1. Leaving a Mark
In 1907, when Thomas was a teenager, she and her family moved from Columbus, Georgia, to Washington, D.C. Though she traveled elsewhere, the nation’s capital remained home for the rest of her life. The Alma Thomas DC Heritage Tour connects her personal and professional experiences to significant sites throughout the city.
2. Change of Plans
In 1924, Thomas received the first bachelor’s degree in fine arts from Howard University. Professor James V. Herring lured Thomas from the Department of Home Economics, where she was studying costume design, to his nascent Department of Art, where she became the first student of and graduate from the program.
3. The In Crowd
Thomas stayed connected to Howard University’s art department after graduation.
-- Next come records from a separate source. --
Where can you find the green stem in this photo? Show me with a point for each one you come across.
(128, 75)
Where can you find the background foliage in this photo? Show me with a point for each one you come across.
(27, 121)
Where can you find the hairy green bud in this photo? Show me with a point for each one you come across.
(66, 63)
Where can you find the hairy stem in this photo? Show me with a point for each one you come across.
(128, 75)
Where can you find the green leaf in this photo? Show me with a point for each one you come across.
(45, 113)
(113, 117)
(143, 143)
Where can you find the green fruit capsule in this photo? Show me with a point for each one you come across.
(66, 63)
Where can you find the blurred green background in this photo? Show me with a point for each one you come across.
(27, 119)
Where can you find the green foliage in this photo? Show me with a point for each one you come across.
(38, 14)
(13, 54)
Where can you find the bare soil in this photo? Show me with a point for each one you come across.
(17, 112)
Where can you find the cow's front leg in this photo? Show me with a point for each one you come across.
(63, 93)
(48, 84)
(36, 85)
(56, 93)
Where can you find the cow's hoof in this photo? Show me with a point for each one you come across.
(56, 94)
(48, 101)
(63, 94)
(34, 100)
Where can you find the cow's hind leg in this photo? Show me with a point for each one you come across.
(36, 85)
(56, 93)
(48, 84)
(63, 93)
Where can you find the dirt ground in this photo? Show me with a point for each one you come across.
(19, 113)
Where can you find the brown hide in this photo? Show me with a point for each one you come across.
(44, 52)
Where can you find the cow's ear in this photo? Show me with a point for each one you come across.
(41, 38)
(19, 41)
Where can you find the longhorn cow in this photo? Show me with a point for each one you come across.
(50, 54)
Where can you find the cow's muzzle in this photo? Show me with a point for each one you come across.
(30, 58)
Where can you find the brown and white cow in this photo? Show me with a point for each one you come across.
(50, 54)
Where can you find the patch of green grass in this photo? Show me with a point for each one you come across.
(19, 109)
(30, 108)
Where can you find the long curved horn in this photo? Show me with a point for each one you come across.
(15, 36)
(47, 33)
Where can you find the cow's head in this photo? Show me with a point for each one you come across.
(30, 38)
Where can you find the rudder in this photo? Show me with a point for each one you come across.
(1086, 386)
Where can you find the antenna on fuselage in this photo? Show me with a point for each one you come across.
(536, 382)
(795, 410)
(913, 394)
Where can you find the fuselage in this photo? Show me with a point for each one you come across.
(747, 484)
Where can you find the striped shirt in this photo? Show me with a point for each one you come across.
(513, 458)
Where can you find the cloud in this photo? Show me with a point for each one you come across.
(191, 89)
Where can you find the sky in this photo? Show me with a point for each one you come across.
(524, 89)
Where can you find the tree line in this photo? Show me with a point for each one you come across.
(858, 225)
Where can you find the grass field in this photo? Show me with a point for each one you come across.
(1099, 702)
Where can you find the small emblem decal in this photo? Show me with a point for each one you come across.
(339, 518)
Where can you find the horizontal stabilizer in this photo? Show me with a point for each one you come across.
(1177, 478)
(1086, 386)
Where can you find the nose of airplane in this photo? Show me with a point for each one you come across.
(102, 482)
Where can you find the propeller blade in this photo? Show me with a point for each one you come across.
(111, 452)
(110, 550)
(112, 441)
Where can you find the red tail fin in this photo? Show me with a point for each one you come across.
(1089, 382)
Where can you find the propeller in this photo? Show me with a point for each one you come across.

She served as the first vice president of the Barnett Aden Gallery—one of the first Black-owned private galleries in the United States—co-founded by Herring. She also created and critiqued work as a member of the Little Paris Group, a cohort of prominent D.C. artists established by professors Loïs Mailou Jones (1905–1998) and Céline Marie Tabary (1908–1993).
4. Multi-Hit Wonder
Though known for canvases covered in her signature “Alma stripes,” Thomas’s artistic output includes costumes, marionettes, sculptures, still lifes, portraits, and stripe-free abstractions. After attending the March on Washington for Jobs and Freedom in 1963, Thomas developed two sketches and a finished painting, which inspired a U.S. postage stamp in 2005.
5. Winds of Change
In 1968, the Black Emergency Cultural Coalition protested the absence of Black artists in the Whitney Museum’s exhibition The 1930s: Painting and Sculpture in America. This activism eventually led to greater representation of Black artists in the museum’s works on view and exhibitions, including Alma W. Thomas in 1972, the museum’s first solo show featuring an African American woman artist.